Pourquoi dit-on indifféremment : le jour tombe, ou la nuit tombe ? On a ici l’explication de cette apparente confusion de mots.

Au delà des coteaux qui bloquent l’horizon à l’Occident, c’est bel et bien le jour qui dégringole, entraîné dans les feux du soleil couchant ; en deçà, c’est la nuit qui au même moment s’abat sur le paysage.
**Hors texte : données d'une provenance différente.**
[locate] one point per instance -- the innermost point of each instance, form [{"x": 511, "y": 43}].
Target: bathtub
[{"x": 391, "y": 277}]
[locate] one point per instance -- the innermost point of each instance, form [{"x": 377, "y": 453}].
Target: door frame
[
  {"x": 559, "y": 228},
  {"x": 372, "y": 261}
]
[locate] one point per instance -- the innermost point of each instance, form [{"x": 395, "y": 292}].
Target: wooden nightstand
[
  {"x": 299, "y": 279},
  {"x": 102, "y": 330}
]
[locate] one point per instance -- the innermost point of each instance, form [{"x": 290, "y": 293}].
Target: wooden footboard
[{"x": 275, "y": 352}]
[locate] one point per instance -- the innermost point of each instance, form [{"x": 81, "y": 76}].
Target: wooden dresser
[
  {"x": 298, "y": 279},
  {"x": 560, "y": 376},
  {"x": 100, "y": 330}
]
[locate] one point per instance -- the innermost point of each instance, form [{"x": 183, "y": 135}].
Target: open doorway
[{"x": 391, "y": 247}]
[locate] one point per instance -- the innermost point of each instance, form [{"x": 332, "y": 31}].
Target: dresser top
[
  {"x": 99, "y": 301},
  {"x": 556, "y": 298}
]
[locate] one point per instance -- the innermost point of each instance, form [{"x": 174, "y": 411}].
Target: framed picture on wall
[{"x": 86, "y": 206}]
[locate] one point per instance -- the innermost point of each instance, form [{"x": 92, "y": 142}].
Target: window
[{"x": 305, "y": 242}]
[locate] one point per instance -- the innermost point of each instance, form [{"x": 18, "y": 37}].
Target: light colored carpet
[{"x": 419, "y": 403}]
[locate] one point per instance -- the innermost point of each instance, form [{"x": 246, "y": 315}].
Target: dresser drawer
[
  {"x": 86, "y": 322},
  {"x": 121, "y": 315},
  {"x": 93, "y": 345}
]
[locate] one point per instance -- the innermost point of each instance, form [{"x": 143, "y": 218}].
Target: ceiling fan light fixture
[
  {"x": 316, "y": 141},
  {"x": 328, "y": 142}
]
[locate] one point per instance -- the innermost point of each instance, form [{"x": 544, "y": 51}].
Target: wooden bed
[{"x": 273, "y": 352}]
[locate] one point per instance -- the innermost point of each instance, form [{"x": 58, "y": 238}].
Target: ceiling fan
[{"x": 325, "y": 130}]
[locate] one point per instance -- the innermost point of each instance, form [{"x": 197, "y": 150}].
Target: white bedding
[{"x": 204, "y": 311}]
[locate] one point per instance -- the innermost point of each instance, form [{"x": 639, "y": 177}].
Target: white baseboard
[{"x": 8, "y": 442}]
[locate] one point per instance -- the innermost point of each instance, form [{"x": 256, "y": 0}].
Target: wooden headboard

La poussière impalpable qu’elle secoue dans l’espace gaze d’abord le fond des vallées. Ici, le fond de la vallée est un large bras de fleuve, dont le miroir se dépolit à vue d’œil ; bientôt, sous cette grisaille tombante, ses eaux se plombent, s’imprécisent ; on ne distingue déjà plus leurs reflets argentés des gros cailloux et des récifs grisâtres que le reflux, ou plutôt le « baissant » comme on dit ici, met à sec entre les deux rives.

Puis le phénomène se met à opérer en sens contraire. Le nimbe d’or du coucher de soleil étant tout à fait disparu derrière les monts, ne laissant derrière lui qu’un crépuscule qui se décolore d’un instant à l’autre, on peut maintenant dire que, si le jour baisse, la nuit monte.